The LG Group will establish the ESG (Environmental, Social and Governance) Committee and the Internal Transaction Committee within each company’s board of directors. In addition to the authority and independence of the existing audit committee, the role of the committee for recommending candidates for outside directors is also strengthened.

LG announced on the 19th that it has listened to the opinions of the board of directors on how to improve the role of the board of directors and the audit committee, and plans to finalize the organization after approval of the board of directors. In addition to the holding companies, listed affiliates will be implemented after discussion and approval by the board of directors, respectively.

LG office building in Yeouido, Seoul. [연합뉴스]

LG office building in Yeouido, Seoul. [연합뉴스]

The newly established ESG Committee is in charge of deliberating on major company-wide policies for each field, including environmental and safety, corporate social responsibility (CSR), enhancing customer and shareholder value, and improving corporate governance, and reporting to the board of directors. The committee is composed of all outside directors. The CEO of each company participates as a member to reinforce the execution power. In order to secure the expertise of the committee, a’consulting group’ consisting of external experts in related fields is established under the committee.

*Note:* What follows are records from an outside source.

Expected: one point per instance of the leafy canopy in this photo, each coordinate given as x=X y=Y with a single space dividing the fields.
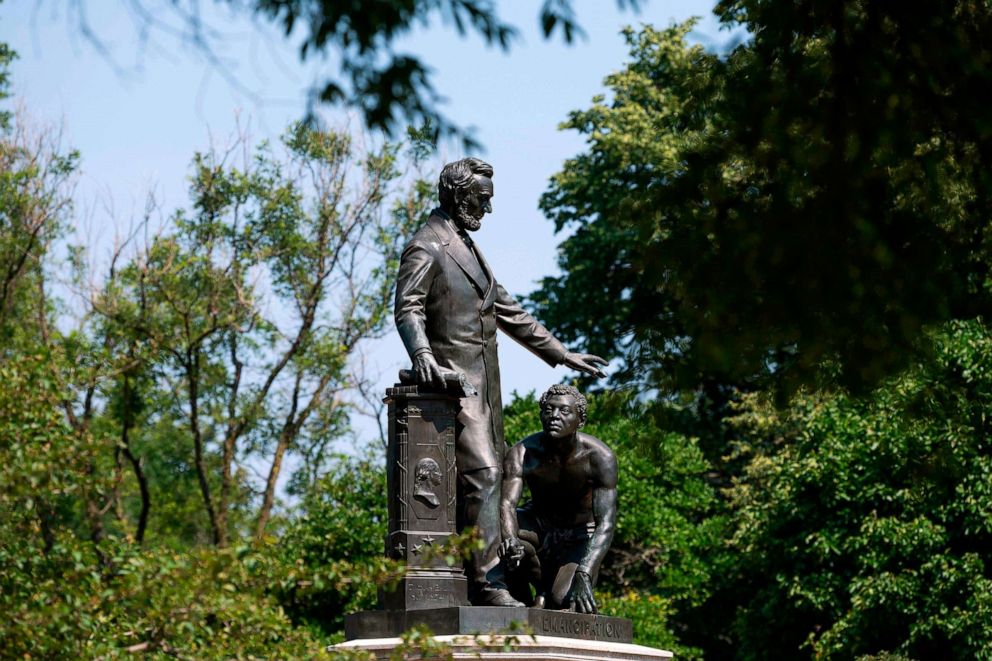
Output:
x=802 y=207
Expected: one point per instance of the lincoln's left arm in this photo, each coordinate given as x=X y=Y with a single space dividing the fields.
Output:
x=516 y=322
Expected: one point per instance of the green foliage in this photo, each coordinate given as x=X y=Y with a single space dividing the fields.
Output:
x=802 y=207
x=863 y=526
x=207 y=604
x=344 y=519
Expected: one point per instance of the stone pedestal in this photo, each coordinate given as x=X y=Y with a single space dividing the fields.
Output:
x=422 y=483
x=517 y=647
x=490 y=620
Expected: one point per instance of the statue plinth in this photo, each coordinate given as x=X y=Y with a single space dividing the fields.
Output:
x=422 y=482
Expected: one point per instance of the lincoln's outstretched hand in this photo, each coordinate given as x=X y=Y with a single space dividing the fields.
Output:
x=585 y=362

The Internal Transaction Committee deliberates on the transparency and adequacy of internal transactions, such as transactions subject to private interest infringement regulations under the Fair Trade Act, large-scale internal transactions, self-dealing under commercial law, use of company business opportunities, and transactions with related parties. There are three outside directors and one inside director, and the results of the deliberation are regularly reported to the board of directors. Subsequently, large-scale internal transactions or self-dealing, etc. (agenda items that must be deliberated by the board of directors) are deliberated by the internal transaction committee and approved by the board of directors.

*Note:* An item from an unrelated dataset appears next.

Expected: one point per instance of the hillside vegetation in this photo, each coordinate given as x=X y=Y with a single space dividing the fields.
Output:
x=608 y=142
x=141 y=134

In addition, LG and each of the listed affiliates plan to expand the composition of the Audit Committee, which currently consists of three outside directors, to four outside directors through a resolution at the regular shareholders’ meeting next year. The Audit Committee is responsible for not only auditing the financial soundness of the company, but also independently supervising the adequacy of business in terms of compliance management. An independent’internal audit department’ is also established to assist the audit committee and support the performance of the work.

In order to enhance independence, the Outside Director Candidate Recommendation Committee is scheduled to be chaired by an outside director, conduct regular inspection and evaluation of candidates for outside directors, and strengthen the committee’s deliberation and recommendation functions.

An LG official said, “We introduced a holding company system for the first time in a large Korean company, and this year, we will substantially implement ESG management and accelerate the improvement of the governance structure to achieve sustainable growth and increase shareholder value.”